The temporal evolution of certain aggregates of particles — of neutrons in a multiplying medium, of electron-photon cascades in cosmic rays, say — can be successfully modeled via so-called branching processes. A brief overview of the most popular classes of branching processes is given. In particular the continuous-time Bienaymé-Galton-Watson processes and continuous-state branching processes are described as time-changed Lévy processes that are “skip-free downwards”.

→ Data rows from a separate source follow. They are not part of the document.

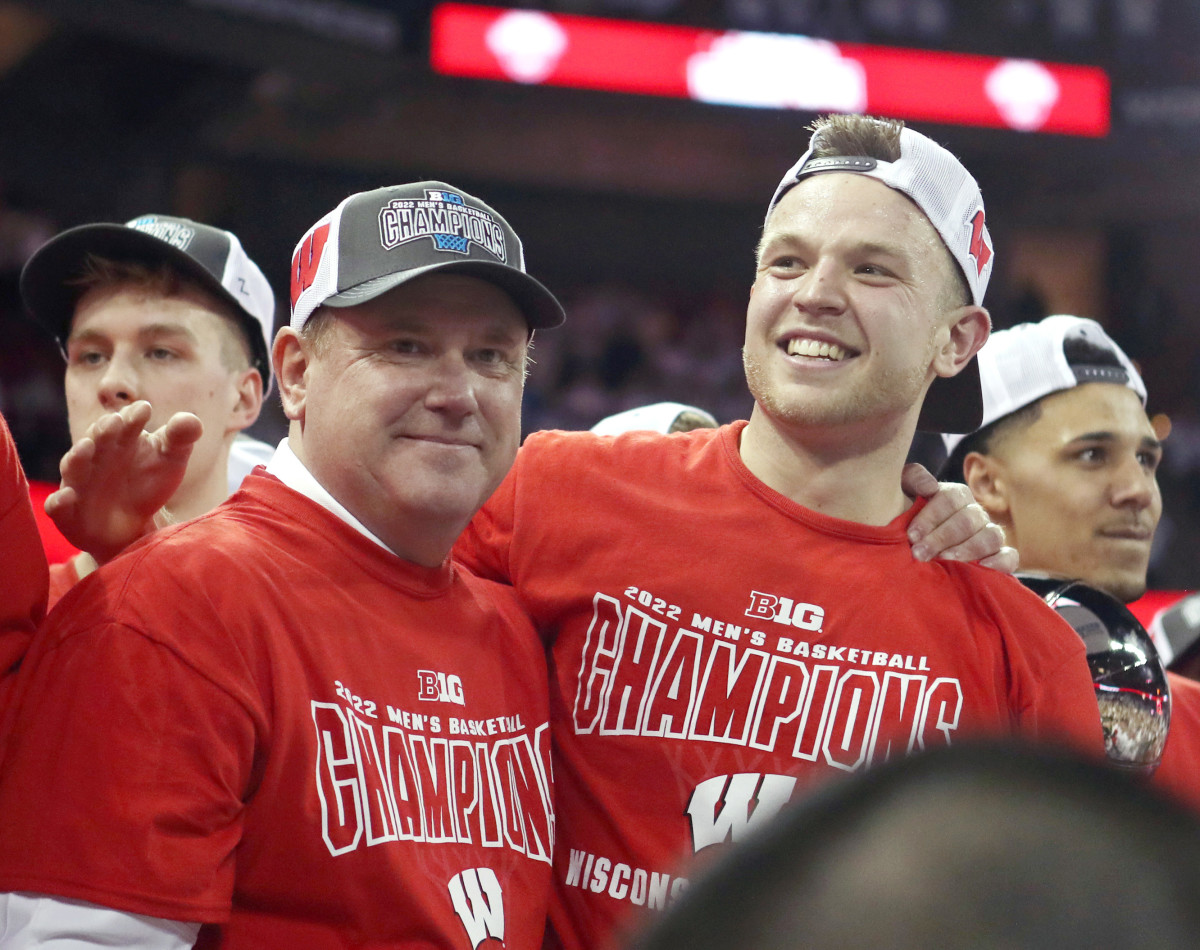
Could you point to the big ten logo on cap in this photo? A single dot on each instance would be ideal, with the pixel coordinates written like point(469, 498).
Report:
point(785, 611)
point(447, 218)
point(307, 260)
point(439, 687)
point(174, 233)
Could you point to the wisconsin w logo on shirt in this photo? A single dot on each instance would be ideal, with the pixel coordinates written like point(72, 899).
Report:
point(479, 903)
point(730, 806)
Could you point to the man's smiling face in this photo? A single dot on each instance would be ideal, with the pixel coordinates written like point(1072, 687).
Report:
point(849, 306)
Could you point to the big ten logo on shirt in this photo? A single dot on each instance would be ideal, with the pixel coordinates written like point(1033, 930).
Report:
point(785, 611)
point(479, 902)
point(647, 671)
point(389, 774)
point(439, 687)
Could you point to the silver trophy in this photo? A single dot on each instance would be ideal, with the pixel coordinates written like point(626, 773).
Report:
point(1129, 678)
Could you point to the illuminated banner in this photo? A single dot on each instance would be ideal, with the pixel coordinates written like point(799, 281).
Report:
point(767, 70)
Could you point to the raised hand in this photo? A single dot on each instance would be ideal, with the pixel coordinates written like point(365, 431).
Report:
point(118, 477)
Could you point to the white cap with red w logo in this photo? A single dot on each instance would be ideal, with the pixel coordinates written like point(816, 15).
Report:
point(936, 181)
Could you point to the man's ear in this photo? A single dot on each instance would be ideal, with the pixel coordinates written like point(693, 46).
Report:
point(250, 400)
point(969, 331)
point(988, 481)
point(291, 358)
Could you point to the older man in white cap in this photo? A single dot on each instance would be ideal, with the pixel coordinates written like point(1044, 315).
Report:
point(295, 721)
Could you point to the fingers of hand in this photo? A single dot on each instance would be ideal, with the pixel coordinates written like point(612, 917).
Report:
point(966, 534)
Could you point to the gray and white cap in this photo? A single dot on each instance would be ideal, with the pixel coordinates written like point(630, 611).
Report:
point(211, 257)
point(377, 240)
point(949, 197)
point(1021, 365)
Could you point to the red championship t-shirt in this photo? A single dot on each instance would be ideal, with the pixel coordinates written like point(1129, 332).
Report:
point(717, 649)
point(23, 578)
point(263, 721)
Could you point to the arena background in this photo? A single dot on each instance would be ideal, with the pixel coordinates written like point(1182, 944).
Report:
point(640, 211)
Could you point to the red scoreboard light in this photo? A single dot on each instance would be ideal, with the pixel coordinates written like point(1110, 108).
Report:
point(767, 70)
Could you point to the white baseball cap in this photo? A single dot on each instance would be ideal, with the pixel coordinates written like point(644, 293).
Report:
point(1021, 365)
point(949, 197)
point(653, 418)
point(379, 239)
point(211, 257)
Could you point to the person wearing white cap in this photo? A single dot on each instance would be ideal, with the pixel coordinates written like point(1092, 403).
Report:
point(163, 311)
point(1065, 457)
point(735, 614)
point(295, 721)
point(1065, 460)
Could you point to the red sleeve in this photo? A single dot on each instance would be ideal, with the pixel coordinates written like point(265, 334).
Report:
point(124, 780)
point(1065, 710)
point(1056, 701)
point(23, 575)
point(484, 547)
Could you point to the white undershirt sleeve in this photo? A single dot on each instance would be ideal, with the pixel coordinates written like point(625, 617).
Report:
point(36, 920)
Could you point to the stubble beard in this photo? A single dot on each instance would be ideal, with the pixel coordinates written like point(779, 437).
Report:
point(893, 389)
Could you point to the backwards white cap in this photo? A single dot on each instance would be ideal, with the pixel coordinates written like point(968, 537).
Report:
point(653, 418)
point(1021, 365)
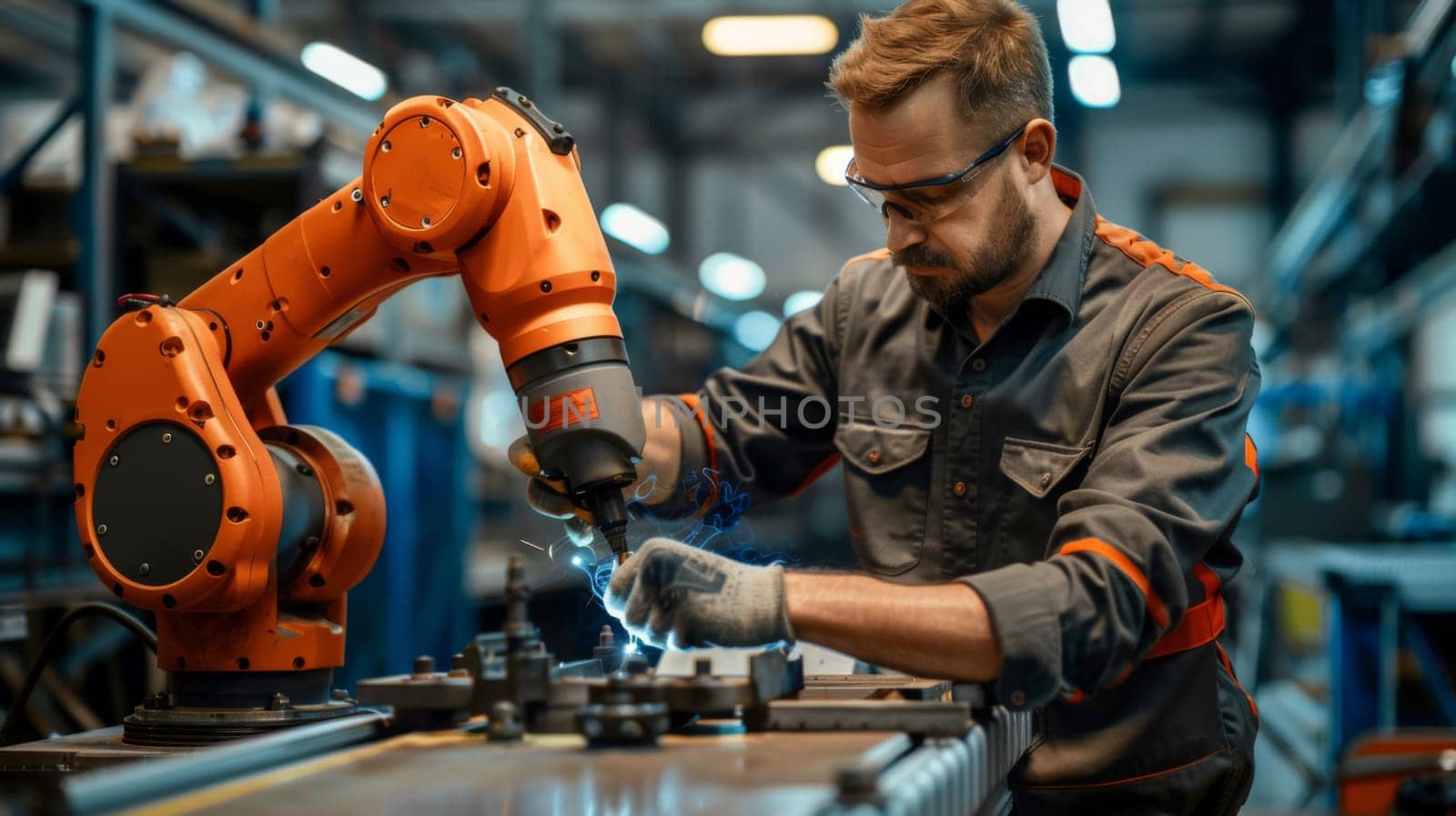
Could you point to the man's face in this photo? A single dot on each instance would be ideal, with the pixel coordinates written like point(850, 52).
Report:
point(986, 226)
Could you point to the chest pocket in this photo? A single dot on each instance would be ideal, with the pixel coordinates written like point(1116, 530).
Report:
point(887, 476)
point(1040, 473)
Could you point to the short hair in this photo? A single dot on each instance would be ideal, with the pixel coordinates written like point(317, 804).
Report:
point(992, 48)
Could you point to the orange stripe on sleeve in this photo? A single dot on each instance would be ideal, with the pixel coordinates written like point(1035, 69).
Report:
point(1120, 560)
point(875, 255)
point(819, 470)
point(1148, 254)
point(691, 400)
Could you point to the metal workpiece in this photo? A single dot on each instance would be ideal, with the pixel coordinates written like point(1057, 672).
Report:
point(608, 652)
point(916, 718)
point(422, 699)
point(147, 783)
point(623, 710)
point(506, 723)
point(958, 776)
point(706, 696)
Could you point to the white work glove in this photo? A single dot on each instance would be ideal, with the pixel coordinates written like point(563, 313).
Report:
point(673, 595)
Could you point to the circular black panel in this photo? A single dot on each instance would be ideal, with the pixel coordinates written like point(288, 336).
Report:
point(160, 502)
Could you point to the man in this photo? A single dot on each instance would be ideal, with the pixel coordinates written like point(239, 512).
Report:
point(1059, 521)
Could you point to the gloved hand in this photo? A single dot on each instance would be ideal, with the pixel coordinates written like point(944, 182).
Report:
point(670, 594)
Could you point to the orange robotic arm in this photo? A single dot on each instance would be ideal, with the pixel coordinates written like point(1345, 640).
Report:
point(242, 533)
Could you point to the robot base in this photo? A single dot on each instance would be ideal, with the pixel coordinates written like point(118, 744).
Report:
point(211, 707)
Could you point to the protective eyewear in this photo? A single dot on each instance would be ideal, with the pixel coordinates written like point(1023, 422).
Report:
point(931, 199)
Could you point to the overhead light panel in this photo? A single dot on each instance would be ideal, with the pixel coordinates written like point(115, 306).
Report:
point(635, 228)
point(798, 301)
point(1094, 80)
point(1087, 25)
point(346, 70)
point(832, 162)
point(771, 35)
point(756, 329)
point(732, 277)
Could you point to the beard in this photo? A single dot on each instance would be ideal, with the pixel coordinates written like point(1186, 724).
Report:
point(977, 271)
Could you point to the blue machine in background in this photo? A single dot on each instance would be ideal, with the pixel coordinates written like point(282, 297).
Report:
point(410, 424)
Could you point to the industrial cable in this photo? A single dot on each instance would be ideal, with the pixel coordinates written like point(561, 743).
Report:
point(51, 645)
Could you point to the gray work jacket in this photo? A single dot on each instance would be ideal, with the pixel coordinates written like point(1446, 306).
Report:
point(1082, 470)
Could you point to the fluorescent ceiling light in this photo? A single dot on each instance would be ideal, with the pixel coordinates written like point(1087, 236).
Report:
point(1094, 80)
point(771, 35)
point(344, 70)
point(798, 301)
point(1087, 25)
point(832, 162)
point(635, 228)
point(756, 329)
point(732, 277)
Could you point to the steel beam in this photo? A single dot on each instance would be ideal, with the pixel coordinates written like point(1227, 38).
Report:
point(16, 169)
point(258, 63)
point(96, 199)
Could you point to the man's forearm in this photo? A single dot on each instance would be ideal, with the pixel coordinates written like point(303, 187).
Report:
point(934, 631)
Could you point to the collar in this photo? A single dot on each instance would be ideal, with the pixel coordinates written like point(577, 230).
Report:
point(1060, 279)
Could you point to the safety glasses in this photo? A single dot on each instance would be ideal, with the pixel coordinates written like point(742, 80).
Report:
point(928, 199)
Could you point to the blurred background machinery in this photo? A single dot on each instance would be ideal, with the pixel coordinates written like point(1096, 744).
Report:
point(1299, 148)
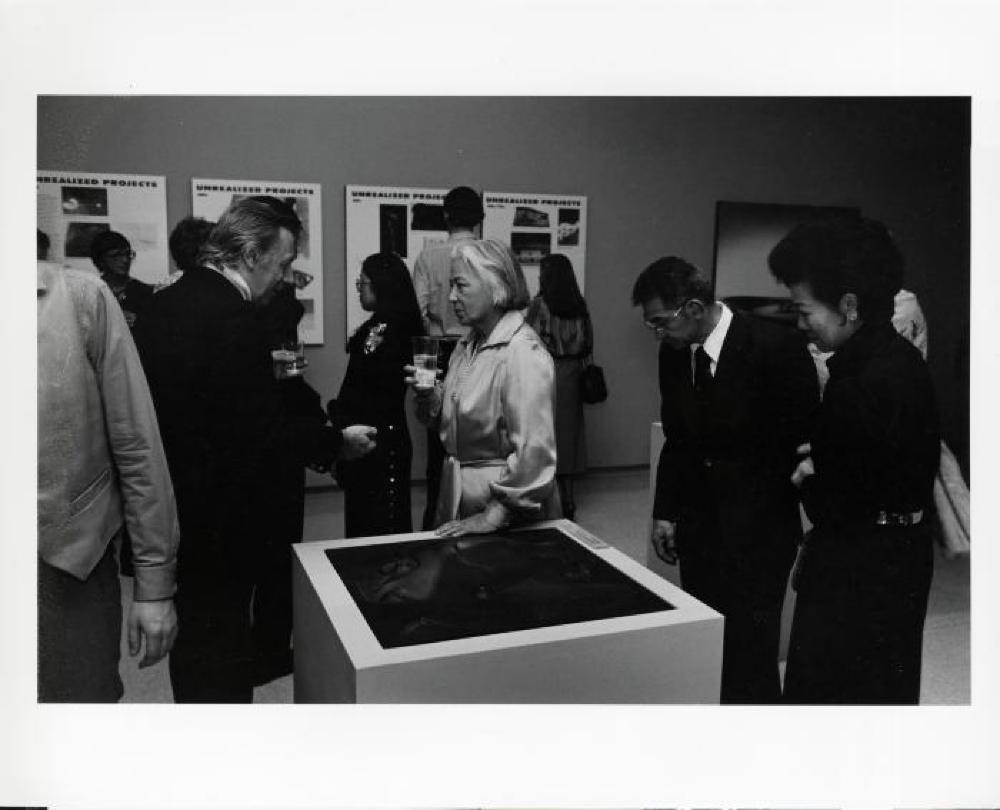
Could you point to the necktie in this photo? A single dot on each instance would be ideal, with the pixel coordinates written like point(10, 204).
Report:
point(702, 372)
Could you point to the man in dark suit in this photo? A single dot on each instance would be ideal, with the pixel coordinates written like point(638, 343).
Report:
point(229, 427)
point(737, 394)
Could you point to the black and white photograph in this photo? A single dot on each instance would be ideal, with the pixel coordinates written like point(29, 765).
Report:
point(527, 217)
point(568, 230)
point(531, 248)
point(85, 201)
point(622, 450)
point(80, 235)
point(427, 217)
point(427, 591)
point(392, 229)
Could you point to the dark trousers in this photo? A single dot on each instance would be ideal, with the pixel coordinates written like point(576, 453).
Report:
point(271, 612)
point(857, 634)
point(212, 658)
point(79, 634)
point(435, 449)
point(747, 586)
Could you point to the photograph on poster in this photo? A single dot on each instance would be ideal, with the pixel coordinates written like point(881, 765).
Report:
point(530, 248)
point(73, 207)
point(79, 236)
point(85, 201)
point(441, 589)
point(428, 217)
point(568, 231)
point(530, 218)
point(403, 220)
point(392, 229)
point(558, 223)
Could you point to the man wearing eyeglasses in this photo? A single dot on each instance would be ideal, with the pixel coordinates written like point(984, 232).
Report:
point(232, 433)
point(112, 254)
point(737, 394)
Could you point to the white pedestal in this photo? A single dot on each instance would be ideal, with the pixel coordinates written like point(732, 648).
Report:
point(665, 656)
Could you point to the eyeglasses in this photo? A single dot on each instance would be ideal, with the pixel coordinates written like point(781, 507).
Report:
point(660, 322)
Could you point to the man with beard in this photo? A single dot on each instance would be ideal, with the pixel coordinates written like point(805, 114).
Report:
point(229, 427)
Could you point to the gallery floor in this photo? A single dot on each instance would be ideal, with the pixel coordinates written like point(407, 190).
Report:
point(614, 505)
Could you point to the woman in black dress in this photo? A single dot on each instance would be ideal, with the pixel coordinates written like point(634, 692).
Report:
point(559, 315)
point(377, 487)
point(866, 476)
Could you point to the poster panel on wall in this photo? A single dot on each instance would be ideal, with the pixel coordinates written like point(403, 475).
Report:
point(388, 218)
point(536, 225)
point(73, 207)
point(211, 197)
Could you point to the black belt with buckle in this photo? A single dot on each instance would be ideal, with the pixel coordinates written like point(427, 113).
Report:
point(899, 518)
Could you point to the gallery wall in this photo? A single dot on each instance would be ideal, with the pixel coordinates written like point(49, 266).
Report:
point(652, 170)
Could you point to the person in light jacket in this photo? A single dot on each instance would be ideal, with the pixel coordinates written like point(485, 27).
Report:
point(101, 467)
point(494, 408)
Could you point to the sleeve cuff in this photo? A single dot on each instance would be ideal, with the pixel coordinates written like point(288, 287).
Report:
point(155, 582)
point(497, 514)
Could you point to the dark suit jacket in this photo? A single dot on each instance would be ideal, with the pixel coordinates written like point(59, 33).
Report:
point(736, 459)
point(228, 426)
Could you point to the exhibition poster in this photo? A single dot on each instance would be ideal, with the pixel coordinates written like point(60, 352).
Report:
point(536, 225)
point(386, 218)
point(73, 207)
point(211, 197)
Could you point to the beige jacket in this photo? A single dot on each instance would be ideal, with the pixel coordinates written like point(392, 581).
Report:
point(495, 413)
point(100, 459)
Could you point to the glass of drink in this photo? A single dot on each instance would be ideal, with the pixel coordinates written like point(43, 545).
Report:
point(425, 353)
point(289, 360)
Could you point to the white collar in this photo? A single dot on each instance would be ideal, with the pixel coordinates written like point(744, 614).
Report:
point(713, 343)
point(235, 279)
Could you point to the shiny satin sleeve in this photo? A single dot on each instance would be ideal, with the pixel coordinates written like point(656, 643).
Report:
point(527, 380)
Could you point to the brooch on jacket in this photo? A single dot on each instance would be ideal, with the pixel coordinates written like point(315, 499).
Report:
point(375, 337)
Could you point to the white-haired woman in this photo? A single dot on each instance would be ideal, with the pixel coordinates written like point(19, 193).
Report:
point(494, 408)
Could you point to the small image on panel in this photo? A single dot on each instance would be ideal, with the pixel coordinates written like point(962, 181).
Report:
point(568, 232)
point(427, 217)
point(85, 201)
point(531, 248)
point(525, 217)
point(392, 229)
point(79, 235)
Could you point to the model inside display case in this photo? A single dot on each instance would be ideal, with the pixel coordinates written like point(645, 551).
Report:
point(417, 592)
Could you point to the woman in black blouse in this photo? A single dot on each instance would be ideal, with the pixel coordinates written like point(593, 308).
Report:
point(377, 487)
point(866, 477)
point(559, 315)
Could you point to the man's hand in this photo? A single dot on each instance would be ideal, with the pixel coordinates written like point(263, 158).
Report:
point(359, 440)
point(156, 622)
point(479, 523)
point(662, 534)
point(805, 468)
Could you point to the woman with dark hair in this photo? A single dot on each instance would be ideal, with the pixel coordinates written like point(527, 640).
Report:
point(559, 315)
point(866, 476)
point(377, 487)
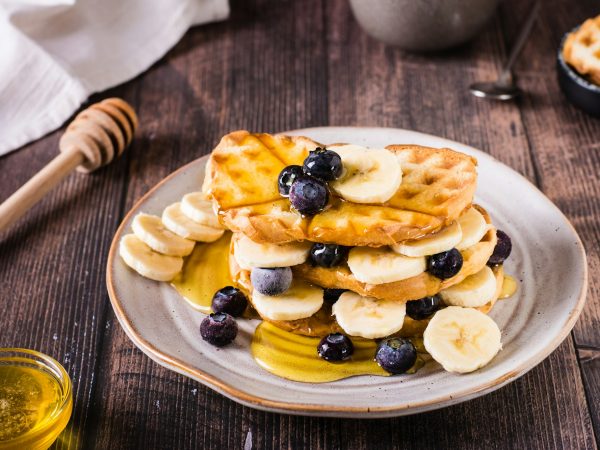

Márton Mestyán: Spin-charge separation effects in the low-temperature transport of one-dimensional Fermi gases

We study the transport properties of the Yang–Gaudin model – a one-dimensional, integrable, spinful Fermi gas – after a junction of two semi-infinite subsystems held at different temperatures. The ensuing dynamics is studied by analyzing the space-time profiles of local observables emerging at large distances x and times t, as a function of ζ=x/t. At equilibrium, the system displays two distinct species of quasiparticles, naturally associated with different physical degrees of freedom. By employing the generalized hydrodynamic approach, we show that when the temperatures are finite no notion of separation can be attributed to the quasiparticles. In this case, the profiles can not be qualitatively distinguished by those associated to quasiparticles of a single species that can form bound states. On the contrary, signatures of separation emerge in the low-temperature regime, where two distinct characteristic velocities appear. In this regime, we analytically show that the profiles display a piecewise constant form and can be understood in terms of two decoupled Luttinger liquids.

* Márton Mestyán, SISSA, Trieste

[1] M. M., B. Bertini, L. Piroli, P. Calabrese, Phys. Rev. B 99, 014305 (2019)

Michele Filippone: Identical Suppression and Universality of the Hall Response in Interacting Quantum Lattices

The Hall effect is known as the voltage drop V perpendicular to the current I and magnetic field B (B⊥ I) measurable in electric conductors. Its importance relies in the fact that, at weak field, the Hall constant R = V/(IB) ≈ -1/(nq)   and measures the charge q and density n of charge carriers. Nevertheless, its calculation remains an open problem in strongly correlated systems. We demonstrate the identical suppression of the Hall response in quasi two-dimensional ballistic lattices, which is robust  to large variations of magnetic field, Fermi level, temperature, disorder and absence of particle-hole symmetry. This suppression is unexpected and we show its relation to the topological properties of the Fermi surface: namely its central charge.  We show that this suppression is commonly achieved in standard (Landauer) quantum transport settings and we rely on DMRG to show that our results equally apply to strongly interacting regimes [1]. Time permitting, I will also discuss how, in some particular cases, interactions do not affect the Hall response at all, universally leading to the non-interacting result R = -1/(nq).

*  Michele Filippone, Université de Genève

[1] M. Filippone, C.-E. Bardyn, S. Greschner and T. Giamarchi, To appear soon.

[2] S. Greschner, M. Filippone and T. Giamarchi, arXiv:1809.10927.